Oczywiście, że tak, choć nie chcę tego wątku rozwijać. Zapewniam, że miałem telefony, które nadawałyby się do dobrych thrillerów. Bo widzi pan – zadzwonić do kogoś i mu nawrzucać, to w sumie żadna sztuka. Ale „zaserwować” komuś serię telefonów – serię trwającą tygodniami – z których wynika tylko to, że dzwoniący jest bardzo niezadowolony, ale to ja muszę się domyśleć o co chodzi i jakie będą konsekwencje tego niezadowolenia, to już kryminalna maestria. Ale z czasem uodporniłem się na nawet najbardziej wyrafinowane socjotechniki. Bójkę też już mam za sobą.
- Pojawił się moment w którym pomyślał Pan, że lepiej będzie przestać pisać o Masie i polskiej mafii?
Takich momentów było kilka. I to nie tylko z powodu wspomnianych wyżej telefonów czy listów od przestępców. Także z powodu fali hejtu, która rozlała się po całym internecie, a była skierowana przeciwko naszym książkom i przeciwko samemu Masie. Oczywiście, mi się przy okazji też dostawało, a krytycy nie przebierali w słowach i pomówieniach. „Niespełniony gangster” czy „promotor bandyty” to jedne z łagodniejszych wyzwisk.
W końcu uznałem, że nie mogę przejmować się atakami anonimowych autorów – jeśli ktoś ma mi coś do zarzucenia, niech otworzy przyłbicę i niech mi powie w twarz to, co ma do powiedzenia. Internet wykreował bohatera naszych czasów – bezkompromisowego, szalenie odważnego, ale… głęboko schowanego i kąsającego z ukrycia. Poza tym, sukces książki uświadomił mi, że sojuszników jest chyba jednak więcej niż wrogów.

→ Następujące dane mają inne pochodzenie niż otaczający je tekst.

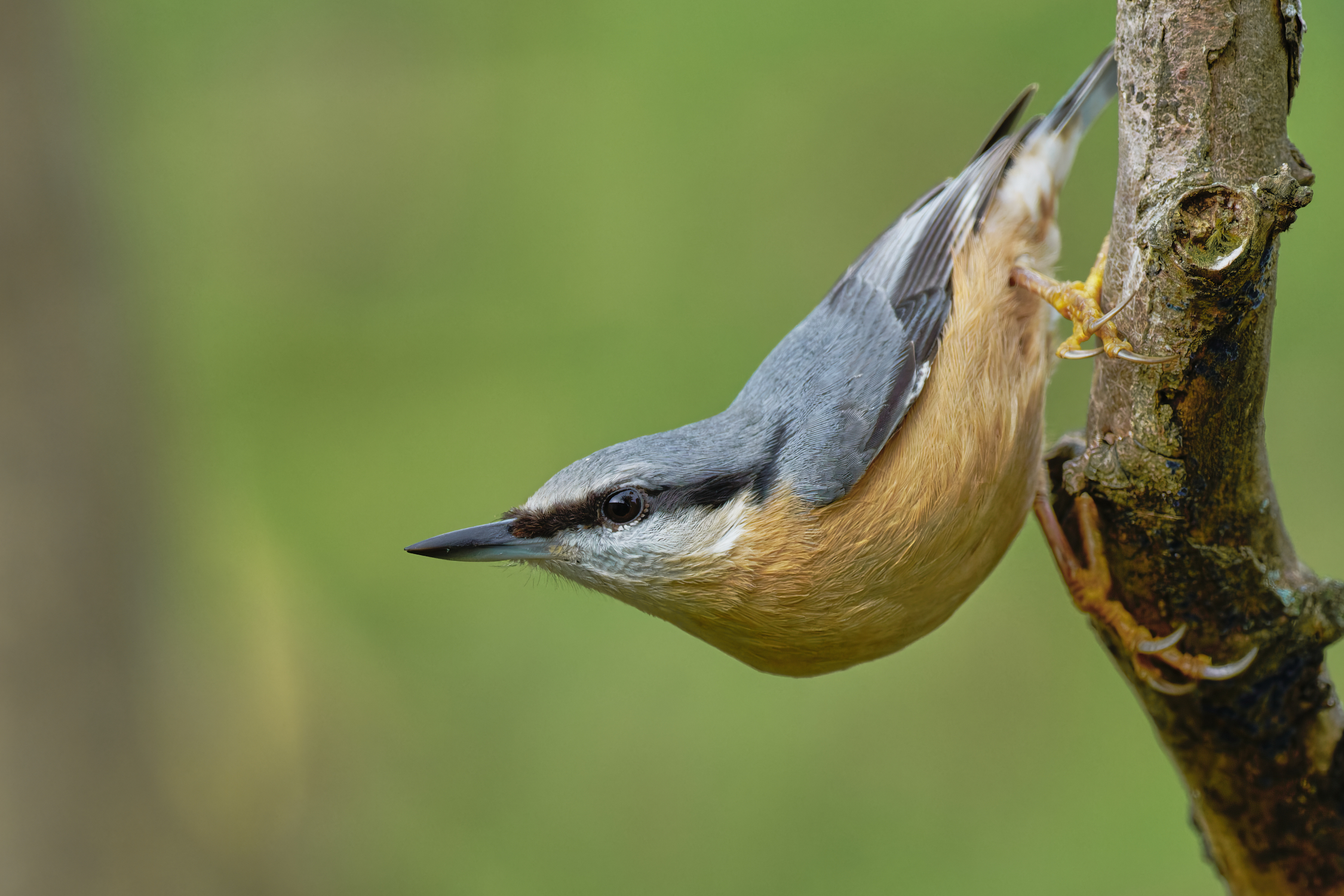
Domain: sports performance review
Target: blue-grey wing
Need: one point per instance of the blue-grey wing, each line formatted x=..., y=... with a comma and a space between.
x=839, y=386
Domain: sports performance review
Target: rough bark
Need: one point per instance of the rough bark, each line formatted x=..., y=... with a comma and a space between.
x=77, y=806
x=1175, y=455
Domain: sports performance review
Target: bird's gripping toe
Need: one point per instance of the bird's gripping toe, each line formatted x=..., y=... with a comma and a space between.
x=1090, y=589
x=1081, y=304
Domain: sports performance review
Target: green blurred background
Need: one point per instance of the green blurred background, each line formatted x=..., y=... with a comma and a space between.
x=389, y=260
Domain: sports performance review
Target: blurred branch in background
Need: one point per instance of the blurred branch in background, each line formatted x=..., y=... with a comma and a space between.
x=78, y=812
x=1176, y=457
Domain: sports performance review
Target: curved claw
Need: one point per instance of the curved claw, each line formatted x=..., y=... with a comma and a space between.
x=1162, y=644
x=1097, y=324
x=1144, y=359
x=1155, y=680
x=1222, y=673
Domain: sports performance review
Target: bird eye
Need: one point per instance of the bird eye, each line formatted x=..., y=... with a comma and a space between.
x=622, y=507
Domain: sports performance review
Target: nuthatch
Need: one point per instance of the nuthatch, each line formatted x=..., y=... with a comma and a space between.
x=879, y=461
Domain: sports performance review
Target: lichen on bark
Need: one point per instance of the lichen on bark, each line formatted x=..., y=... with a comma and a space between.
x=1175, y=455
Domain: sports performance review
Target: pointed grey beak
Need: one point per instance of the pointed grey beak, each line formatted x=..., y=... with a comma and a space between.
x=481, y=543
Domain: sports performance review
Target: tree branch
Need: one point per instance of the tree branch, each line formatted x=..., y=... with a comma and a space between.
x=1175, y=455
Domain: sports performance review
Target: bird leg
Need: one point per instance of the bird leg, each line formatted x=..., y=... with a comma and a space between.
x=1081, y=304
x=1090, y=589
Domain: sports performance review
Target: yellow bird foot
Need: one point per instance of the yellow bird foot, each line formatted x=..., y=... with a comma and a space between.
x=1081, y=304
x=1090, y=589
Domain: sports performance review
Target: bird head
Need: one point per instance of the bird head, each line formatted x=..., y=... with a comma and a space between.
x=670, y=523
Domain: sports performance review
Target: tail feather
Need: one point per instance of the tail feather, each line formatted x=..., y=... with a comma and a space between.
x=1007, y=122
x=1078, y=108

- Wraz z premierą ostatniej książki o Jarosławie Sokołowskim, zbiegła się data wydania Pana innego tytułu - "Po prostu zabijałem". Znów pisze Pan o przestępstwach, morderstwach - dlaczego?
Bo zło fascynuje, jest znakomitym tematem dla opowiadacza historii. I dla literatury, i dla filmu. Autorzy kryminałów wymyślają zło w swoich głowach, a ja wolę pofatygować się do więzienia, aby porozmawiać z człowiekiem, przed którym drżeli inni. I próbować go zrozumieć. Powtarzam: zrozumieć, nie przebaczyć, bo ja nie jestem od przebaczania, ale od pisania. Nawiasem mówiąc, nie jestem typem dziennikarza ślęczącego nad dokumentami procesowymi – owszem, czytam to, co niezbędne, ale wolę rozmawiać z żywymi ludźmi. To trochę trudniejsze, ale daje o wiele większą satysfakcję.
Bohaterem „Po prostu zabijałem” jest seryjny morderca – człowiek, o tak krwawych dokonaniach, że normalnemu człowiekowi trudno to ogarnąć rozumem. Kiedy jechałem do niego, do zakładu karnego, zastanawiałem się, czy powinienem mu w ogóle podać rękę. Spodziewałem się skutego łańcuchami i z maską na twarzy Hannibala Lectera w polskiej wersji. Tymczasem bestia okazała się sympatycznym mężczyzną w moim wieku, z którym rozmawiałem w kantynie bez żadnej asysty strażników. Chwile wcześnie, w tym samym więzieniu rzucił się na mnie jakiś napakowany skazany z metalowym krzesłem i chciał mi rozpłatać głowę. Ale w ostatniej chwili wróciła mu zdolność racjonalnego myślenia i zachowywania się. Rzucił krzesło na ziemię i po krótki „a ch… wam wszystkim w dupę”, wyszedł z kantyny. „Mój seryjny” morderca był o wiele spokojniejszy i nawet przez chwile nie sprawiał wrażenia człowieka groźnego. Rozmowa z nim uświadomiła mi pewien banał: człowiek nie rodzi się zły, ale łatwo go na złą drogę skierować. A potem już wszystko toczy się niemal automatycznie. Wiem, że to zła wiadomość, ale w określonych okolicznościach każdy z nas jest gotów zabić.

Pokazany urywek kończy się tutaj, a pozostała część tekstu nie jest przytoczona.